Identification of differential immune cells and analysis of correlation with diagnostic genes. (a) The heat map of 28 immune cell infiltration scores. (b) The discrepancies of immune cell infiltration between ALI and normal samples. (c) The correlation among differential immune cells. Red represents a positive correlation and blue represents a negative correlation. (d) The correlation between biological markers and immune cells. The color of the circle represents the direction of the correlation and the size represents the size of the correlation.
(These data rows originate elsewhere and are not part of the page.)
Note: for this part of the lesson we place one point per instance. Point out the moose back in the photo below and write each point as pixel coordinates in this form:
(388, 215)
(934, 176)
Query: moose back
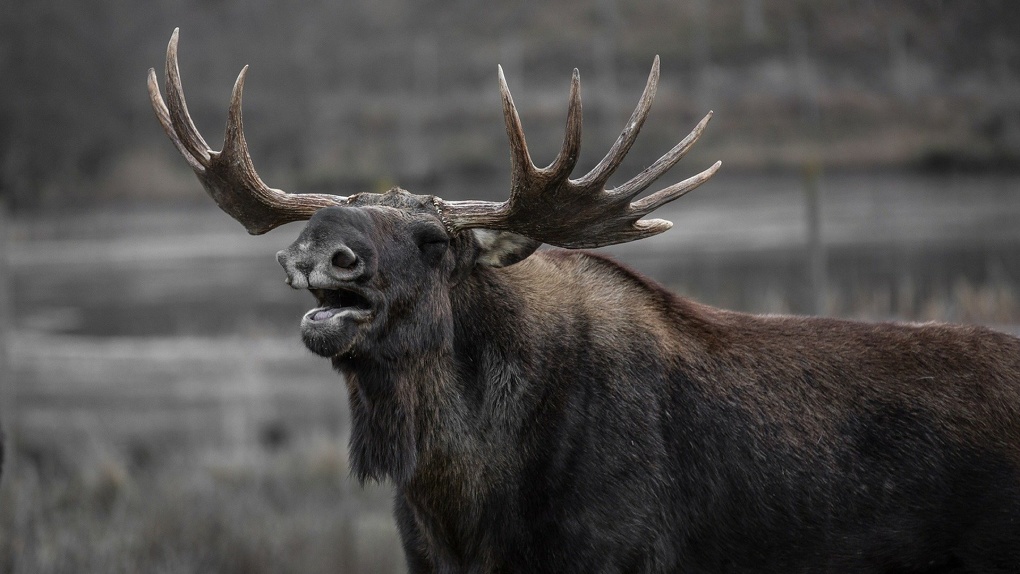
(553, 411)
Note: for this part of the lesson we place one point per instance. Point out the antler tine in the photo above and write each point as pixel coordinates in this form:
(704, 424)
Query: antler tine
(547, 206)
(640, 183)
(183, 123)
(228, 175)
(606, 167)
(163, 115)
(521, 164)
(567, 158)
(649, 204)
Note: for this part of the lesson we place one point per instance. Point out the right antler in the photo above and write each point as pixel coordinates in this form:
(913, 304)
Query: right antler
(227, 174)
(546, 205)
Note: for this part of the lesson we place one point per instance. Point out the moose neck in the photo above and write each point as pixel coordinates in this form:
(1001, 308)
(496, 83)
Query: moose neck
(421, 413)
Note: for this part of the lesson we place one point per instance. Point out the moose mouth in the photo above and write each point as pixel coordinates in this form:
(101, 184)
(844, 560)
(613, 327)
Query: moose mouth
(335, 326)
(339, 303)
Regulatory mechanism of biological markers and drug prediction

The TF-miRNA-Target network of two biological markers was obtained using miRNet database (https://www.mirnet.ca/) containing 8 TFs, 2 Target genes and 56 miRNAs. The network consisted 66 nodes and 70 relation pairs (Supplementary Fig. 2a). The mmu-let-7c-5p, mmu-mir-124-3p, and mmu-mir-181b-5p were common miRNAs predicted by two biological markers (Supplementary Fig. 2a). Additionally, a Drug-Disease-Target network for the treatment of ALI was constructed, containing 1 disease, 2 target genes, and 3 drugs. The network consisted 6 nodes and 5 relationship pairs (Supplementary Fig. 2b). The GUANINE was predicted by Gch1; the USTEKINUMAB and METHOTREXATE were predicted by Tnfaip3 (Supplementary Fig. 2b).
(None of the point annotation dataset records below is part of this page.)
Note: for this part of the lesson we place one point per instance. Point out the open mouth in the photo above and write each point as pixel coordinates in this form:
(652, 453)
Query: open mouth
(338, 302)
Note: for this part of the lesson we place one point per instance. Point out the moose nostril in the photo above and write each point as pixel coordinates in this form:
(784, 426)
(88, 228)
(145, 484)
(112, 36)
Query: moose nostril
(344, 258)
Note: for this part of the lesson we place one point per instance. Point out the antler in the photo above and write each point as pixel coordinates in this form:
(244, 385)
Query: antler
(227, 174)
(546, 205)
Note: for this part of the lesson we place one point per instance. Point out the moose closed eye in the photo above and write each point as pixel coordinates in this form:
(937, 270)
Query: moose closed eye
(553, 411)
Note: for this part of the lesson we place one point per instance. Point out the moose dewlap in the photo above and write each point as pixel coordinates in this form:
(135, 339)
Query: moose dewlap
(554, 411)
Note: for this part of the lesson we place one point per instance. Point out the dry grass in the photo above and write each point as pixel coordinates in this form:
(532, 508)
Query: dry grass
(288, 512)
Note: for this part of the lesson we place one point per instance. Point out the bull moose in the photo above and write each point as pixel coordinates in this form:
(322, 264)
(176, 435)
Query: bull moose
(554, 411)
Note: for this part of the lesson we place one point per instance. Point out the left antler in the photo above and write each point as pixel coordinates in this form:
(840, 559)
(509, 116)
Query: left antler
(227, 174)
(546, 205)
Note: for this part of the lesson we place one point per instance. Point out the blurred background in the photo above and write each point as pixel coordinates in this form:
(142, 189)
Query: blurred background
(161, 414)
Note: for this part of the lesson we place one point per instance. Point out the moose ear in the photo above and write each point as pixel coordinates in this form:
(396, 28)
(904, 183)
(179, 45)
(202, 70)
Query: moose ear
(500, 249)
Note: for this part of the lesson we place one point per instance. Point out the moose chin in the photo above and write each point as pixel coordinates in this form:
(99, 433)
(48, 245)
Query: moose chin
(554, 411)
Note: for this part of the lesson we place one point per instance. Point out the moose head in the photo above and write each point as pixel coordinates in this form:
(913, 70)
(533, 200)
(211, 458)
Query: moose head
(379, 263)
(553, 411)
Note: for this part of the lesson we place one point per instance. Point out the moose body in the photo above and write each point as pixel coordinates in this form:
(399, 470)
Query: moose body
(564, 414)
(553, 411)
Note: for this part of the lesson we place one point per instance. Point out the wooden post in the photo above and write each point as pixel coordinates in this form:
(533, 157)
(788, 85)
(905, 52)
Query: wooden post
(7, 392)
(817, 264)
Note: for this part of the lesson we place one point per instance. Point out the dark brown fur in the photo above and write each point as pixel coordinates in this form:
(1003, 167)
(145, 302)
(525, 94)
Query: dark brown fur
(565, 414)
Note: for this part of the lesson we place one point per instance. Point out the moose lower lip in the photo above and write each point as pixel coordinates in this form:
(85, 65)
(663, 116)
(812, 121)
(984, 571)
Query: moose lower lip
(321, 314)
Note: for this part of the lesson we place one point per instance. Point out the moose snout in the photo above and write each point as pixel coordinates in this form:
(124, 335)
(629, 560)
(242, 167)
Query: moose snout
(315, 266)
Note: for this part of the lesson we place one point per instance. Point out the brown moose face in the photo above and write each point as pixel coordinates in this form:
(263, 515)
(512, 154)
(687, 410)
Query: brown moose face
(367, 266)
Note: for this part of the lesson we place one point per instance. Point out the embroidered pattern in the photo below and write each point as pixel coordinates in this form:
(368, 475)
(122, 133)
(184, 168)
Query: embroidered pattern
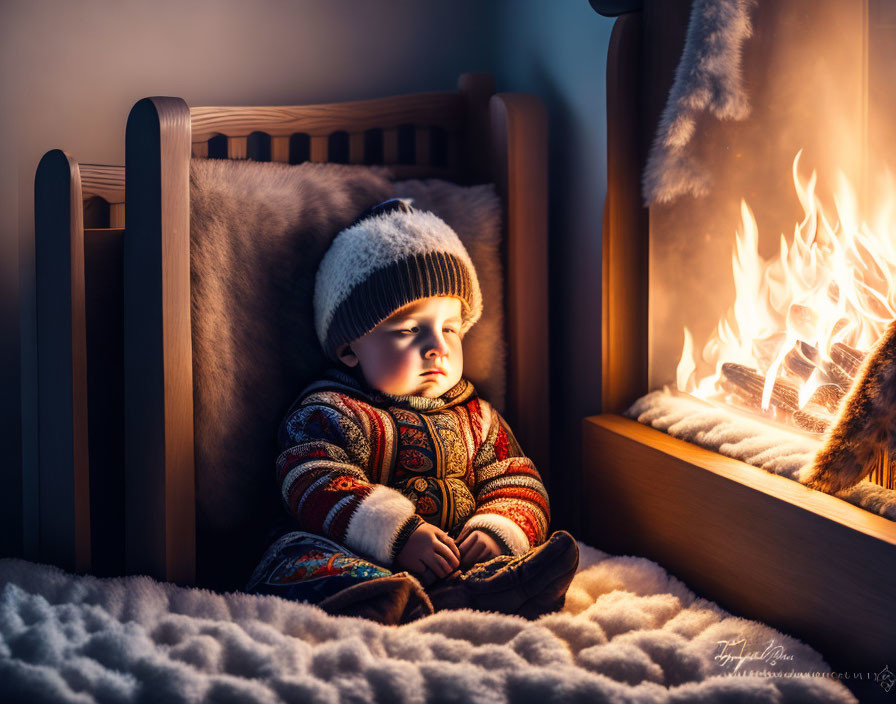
(452, 461)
Quantitative reverse transcription polymerase chain reaction (qRT-PCR) analysis

In our mice model, the mRNA levels of the two core genes of oxidative stress, including Gch1 and Tnfaip3, were significantly higher in ALI lung tissue than in healthy controls (Fig. 8).

Figure 8
figure 8

The relative expression of Gch1 and Tnfaip3 in the mice model, ***p value < 0.001, ****p < 0.0001.

Discussion

LPS is a specific component of the extracellular membrane of Gram-negative bacteria and is one of the major pathogenic factors causing sepsis and ALI15. Mice exhibited a systemic inflammatory response 18 h after intraperitoneal LPS administration16. Oxidative stress also plays a key role in the development of ALl and ARDS. Intra-tissue homeostasis requires the maintenance of a complex and delicate balance between oxidants and antioxidants. The disruption of this balance could result in the continued generation of ROS and exceeding the capacity of the antioxidant defense system, which would further lead to the damages of DNA, protein and lipid. This situation could contribute apoptosis17, causing pulmonary edema and excessive inflammatory cell infiltration to lung injury10,18.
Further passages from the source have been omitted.